Os cientistas concluíram que o estudo que indicava uma relação fundamental entre os níveis elevados de testosterona e o desempenho atlético aprimorado entre atletas de elite do sexo feminino era “preliminar” e “poderia ter sido enganoso ao sugerir uma inferência causal”.

Em 2018, o estudo foi usado para implementar regulamentos que proíbem atletas intersexuais de competir em eventos de corrida femininos de 400 até 1600 metros, a menos que baixem seus níveis naturalmente elevados de testosterona.

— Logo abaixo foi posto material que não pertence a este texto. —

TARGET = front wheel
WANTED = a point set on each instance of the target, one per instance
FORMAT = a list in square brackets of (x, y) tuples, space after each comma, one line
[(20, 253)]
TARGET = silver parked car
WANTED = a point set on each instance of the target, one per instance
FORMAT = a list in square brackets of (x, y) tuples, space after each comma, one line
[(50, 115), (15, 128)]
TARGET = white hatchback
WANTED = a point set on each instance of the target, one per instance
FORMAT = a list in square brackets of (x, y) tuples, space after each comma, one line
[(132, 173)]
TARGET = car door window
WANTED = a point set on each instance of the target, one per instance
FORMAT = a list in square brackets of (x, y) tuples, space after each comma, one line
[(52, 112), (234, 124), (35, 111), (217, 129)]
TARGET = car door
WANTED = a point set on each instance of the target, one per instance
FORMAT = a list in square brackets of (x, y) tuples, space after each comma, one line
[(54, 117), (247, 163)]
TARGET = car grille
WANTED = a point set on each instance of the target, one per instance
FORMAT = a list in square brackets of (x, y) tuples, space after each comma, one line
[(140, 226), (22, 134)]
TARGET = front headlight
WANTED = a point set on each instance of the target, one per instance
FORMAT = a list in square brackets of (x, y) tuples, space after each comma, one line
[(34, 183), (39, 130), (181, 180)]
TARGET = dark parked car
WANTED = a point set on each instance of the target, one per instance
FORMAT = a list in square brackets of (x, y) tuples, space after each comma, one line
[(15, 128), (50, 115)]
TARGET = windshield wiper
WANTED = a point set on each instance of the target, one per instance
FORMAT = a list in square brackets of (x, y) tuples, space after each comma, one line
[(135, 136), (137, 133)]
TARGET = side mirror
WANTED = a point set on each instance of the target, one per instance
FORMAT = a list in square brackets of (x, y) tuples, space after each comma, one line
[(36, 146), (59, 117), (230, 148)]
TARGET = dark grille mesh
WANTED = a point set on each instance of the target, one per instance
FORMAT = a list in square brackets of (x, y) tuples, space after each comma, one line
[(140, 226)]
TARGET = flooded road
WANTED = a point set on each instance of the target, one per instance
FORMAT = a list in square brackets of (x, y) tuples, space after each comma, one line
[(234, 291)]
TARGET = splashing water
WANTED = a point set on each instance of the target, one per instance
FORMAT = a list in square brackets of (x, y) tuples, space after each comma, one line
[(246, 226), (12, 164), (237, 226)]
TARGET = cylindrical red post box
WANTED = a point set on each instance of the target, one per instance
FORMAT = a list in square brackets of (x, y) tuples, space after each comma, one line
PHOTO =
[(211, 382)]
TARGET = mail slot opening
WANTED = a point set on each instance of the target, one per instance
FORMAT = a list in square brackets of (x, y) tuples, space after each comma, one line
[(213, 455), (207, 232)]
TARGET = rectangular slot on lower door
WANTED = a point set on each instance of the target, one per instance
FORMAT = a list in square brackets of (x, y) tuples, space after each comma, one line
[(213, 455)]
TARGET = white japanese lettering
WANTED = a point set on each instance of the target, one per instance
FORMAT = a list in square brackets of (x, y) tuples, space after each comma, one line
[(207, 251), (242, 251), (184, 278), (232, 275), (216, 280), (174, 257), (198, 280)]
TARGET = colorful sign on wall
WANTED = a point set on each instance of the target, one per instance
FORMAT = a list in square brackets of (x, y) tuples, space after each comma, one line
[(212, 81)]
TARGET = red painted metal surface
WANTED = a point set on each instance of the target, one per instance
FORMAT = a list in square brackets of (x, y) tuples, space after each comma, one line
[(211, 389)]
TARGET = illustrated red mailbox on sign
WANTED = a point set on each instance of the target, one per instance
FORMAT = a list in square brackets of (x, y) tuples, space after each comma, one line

Os regulamentos regem atletas com um distúrbio do desenvolvimento sexual conhecido como 46, XY DSD. Essas atletas têm um cromossomo X e um Y em cada célula, o padrão masculino típico; genitais que não são tipicamente masculinos nem femininos; e níveis de testosterona na faixa masculina, o que, dizem os médicos, sugere a presença de tecido testicular ou testículos internos.

A World Athletics, que rege o atletismo, reconheceu que seus regulamentos são discriminatórios, mas argumenta que são justos e necessários para garantir que as atletas do sexo feminino possam participar em igualdade de condições em termos de força, massa muscular e capacidade de transporte de oxigênio.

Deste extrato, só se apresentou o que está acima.